MiniGPT-4
MiniGPT-4 copied to clipboard
Loading the model on multiple GPUs
I have two 4090 24GB, if possible please provide an extra argument to demo.py to either load the model on CPU or 2 or more GPU and another argument to run on 16-bit and take advantage of extra GPU RAM, instead of editing config files.
I also would like to know how to do this? I have 2x3060 12gb so I could load the 13b model but it doesn't seem to be implemented
I have same request.
I have same request too.
-
Set the parameter device_map='auto' when load the LlamaForCausalLM.from_pretrained()
-
Replace the line in demo.py as: chat = Chat(model, vis_processor, device='cuda')
It can run on two RTX 2080Ti in my computer.
Set the parameter device_map='auto' when load the LlamaForCausalLM.from_pretrained() Replace the line in demo.py as: chat = Chat(model, vis_processor, device='cuda') It can run on two RTX 2080Ti in my computer.

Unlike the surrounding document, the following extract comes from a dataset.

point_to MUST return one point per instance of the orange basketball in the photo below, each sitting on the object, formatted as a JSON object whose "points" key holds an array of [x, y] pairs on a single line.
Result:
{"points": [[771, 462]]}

It seems the model is implemented in two devices. But when doing the inference, the tensor flowed in two deivces and it will throw the two devices error. RuntimeError: Expected all tensors to be on the same device, but found at least two devices, cuda:0 and cuda:1!
Set the parameter device_map='auto' when load the LlamaForCausalLM.from_pretrained() Replace the line in demo.py as: chat = Chat(model, vis_processor, device='cuda') It can run on two RTX 2080Ti in my computer.

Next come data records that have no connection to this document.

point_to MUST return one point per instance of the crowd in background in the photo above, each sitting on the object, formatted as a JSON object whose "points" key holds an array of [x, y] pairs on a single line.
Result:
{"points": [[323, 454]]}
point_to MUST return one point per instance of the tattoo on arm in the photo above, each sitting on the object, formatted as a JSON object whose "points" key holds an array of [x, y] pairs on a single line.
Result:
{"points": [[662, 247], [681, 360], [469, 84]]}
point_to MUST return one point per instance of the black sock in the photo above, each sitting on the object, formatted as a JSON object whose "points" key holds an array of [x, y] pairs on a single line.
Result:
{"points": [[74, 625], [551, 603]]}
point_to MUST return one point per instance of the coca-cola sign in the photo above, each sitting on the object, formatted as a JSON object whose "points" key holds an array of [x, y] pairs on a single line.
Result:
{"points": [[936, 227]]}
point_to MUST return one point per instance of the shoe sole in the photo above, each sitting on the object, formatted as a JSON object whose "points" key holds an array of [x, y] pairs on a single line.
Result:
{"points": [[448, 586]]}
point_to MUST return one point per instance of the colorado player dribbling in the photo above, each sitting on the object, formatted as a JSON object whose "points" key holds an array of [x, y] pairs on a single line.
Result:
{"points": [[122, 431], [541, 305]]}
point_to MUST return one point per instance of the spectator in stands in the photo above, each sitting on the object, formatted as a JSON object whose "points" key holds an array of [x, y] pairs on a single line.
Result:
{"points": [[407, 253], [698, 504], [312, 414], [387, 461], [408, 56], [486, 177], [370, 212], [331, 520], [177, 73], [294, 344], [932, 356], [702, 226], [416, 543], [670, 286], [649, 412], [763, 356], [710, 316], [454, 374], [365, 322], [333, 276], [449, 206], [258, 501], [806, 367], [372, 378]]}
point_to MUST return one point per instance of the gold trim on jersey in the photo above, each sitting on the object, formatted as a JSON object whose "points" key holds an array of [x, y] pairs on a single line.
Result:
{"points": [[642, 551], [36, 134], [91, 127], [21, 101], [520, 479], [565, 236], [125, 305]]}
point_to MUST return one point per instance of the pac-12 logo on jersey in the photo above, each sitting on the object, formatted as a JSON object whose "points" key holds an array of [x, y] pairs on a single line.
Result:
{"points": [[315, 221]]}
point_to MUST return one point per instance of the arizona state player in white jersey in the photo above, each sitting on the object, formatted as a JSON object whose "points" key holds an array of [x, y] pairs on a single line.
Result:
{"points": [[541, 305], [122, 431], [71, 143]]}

It seems the model is implemented in two devices. But when doing the inference, the tensor flowed in two deivces and it will throw the two devices error. RuntimeError: Expected all tensors to be on the same device, but found at least two devices, cuda:0 and cuda:1!
(1) Load the LLaMA with device map to 'auto':
https://github.com/Vision-CAIR/MiniGPT-4/blob/22d8888ca2cf0aac862f537e7d22ef5830036808/minigpt4/models/mini_gpt4.py#L94
device_map = 'auto'
(2) Modify the line below from 'cuda:{}'.format(args.gpu_id)' to 'cuda', It will automatically assign to device0 or device1 if you have two devices:
https://github.com/Vision-CAIR/MiniGPT-4/blob/22d8888ca2cf0aac862f537e7d22ef5830036808/demo.py#L64
chat = Chat(model, vis_processor, device='cuda' )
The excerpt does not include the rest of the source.